Iodine-131 is a widely used radioisotope that decomposes by emitting a beta particle. It is used in the treatment of hyperthyroidism and some thyroid cancers that have the ability to absorb this ingredient. Iodine-131 is also used as a marker in radiotherapy, for example metaodobenzylguanine -131I (131I-MIBG) in the treatment of pheochromocytoma and neuroblastoma – the NCBJ is mentioned in the version sent to PAP.
Currently, tellurium dioxide, used as a target in the production of iodine-131, is the most frequently irradiated material in the Maria reactor, explains the engineer. I quote Anna Talarowska from the Reactor Research Department in the statement. Approximately one hundred forty tanks of TeO2 are loaded into its channels. More than 3000 containers are irradiated annually in the vertical ducts of the Maria reactor. After treatment in OR POLATOM, iodine is delivered in the form of radiopharmaceuticals or radiochemical solutions to recipients all over the world. Will be allowed. Modernizing tellurium irradiation process with more efficient production.
Iodine-131 is formed as a result of the transformation of the unstable β-tellurium isotope-131mTe. The latter is produced by capturing an atom of tellurium-130 neutrons. The conditions for neutron capture by 130 Te prevail in research reactors such as the MARIA reactor. The cores of these reactors are designed in such a way that it is possible to place the trays with the target material for a specific and ideal irradiation period.

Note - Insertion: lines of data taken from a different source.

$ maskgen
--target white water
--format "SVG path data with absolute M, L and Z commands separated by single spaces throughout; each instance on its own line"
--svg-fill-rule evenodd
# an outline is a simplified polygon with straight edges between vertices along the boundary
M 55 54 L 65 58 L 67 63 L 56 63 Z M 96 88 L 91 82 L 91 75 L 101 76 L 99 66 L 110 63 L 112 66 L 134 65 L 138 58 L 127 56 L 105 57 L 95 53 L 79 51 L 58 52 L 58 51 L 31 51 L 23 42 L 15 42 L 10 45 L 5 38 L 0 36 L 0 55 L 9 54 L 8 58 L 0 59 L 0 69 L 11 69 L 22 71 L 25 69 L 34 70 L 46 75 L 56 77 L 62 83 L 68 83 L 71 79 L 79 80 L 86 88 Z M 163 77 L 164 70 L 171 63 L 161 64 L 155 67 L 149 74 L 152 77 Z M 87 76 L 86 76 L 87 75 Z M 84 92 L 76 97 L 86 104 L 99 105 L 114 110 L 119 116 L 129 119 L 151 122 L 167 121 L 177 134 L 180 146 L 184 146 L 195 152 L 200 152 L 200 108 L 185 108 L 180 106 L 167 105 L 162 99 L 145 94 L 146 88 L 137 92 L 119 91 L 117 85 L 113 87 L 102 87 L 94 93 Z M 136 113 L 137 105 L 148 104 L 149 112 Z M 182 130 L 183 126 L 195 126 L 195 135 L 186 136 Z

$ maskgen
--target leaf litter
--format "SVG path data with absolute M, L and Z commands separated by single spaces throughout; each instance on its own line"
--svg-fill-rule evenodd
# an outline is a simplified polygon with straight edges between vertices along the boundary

“The so-called scientist explains natural tellurium, that is, which occurs naturally in nature. – It consists of eight stable isotopes. The isotope of 130Te is only about 34 percent. Natural tellurium. The remaining stable isotopes of tellurium have a neutron capture cross section greater than 130 Te.” Due to the high values of tellurium cross-sections in the field of thermal neutrons, especially epithelial neutrons, significant heat generation occurs as a result of intense nuclear reactions. This is especially true for the isotope of 123Te (0.9% of natural tellurium), where the active neutron capture cross-section is greater than 1,000 times in the case of 130Te. This means that neutrons react with 123Te much easier than with 130Te, and this is an unwanted effect.
The essence of the proposed change in the production method is irradiation of the disks with natural tellurium enriched in 130 to 95%. (Instead of the current rate of 33.8%). This will reduce the number of interactions of the neutrons with other tellurium isotopes, which are a non-useful part of the final product, and significantly increase the irradiation efficiency, explains NCBJ. He adds that the new method of irradiation of targets will allow greater activity for 131I, while reducing the amount of production waste and more efficient use of the reactor’s vertical channels.
“Increasing the activity of the final product, reducing the amount of waste and improving the use of channels is a step towards more efficient production, and thus wider access to this radioisotope. We are constantly analyzing the irradiation processes in order to maximize their effects as possible” – confirms the engineer. Talarosska.
According to the NCBJ, the results of the analyzes obtained so far allow to draw two main conclusions: the use of enriched tellurium significantly increases production efficiency and reduces heat generation in tanks.
“Experimental work is currently underway, and its results will allow for a final evaluation. From the Maria reactor point of view, it is necessary to prepare documentation, including instructions and procedures” – reads the release.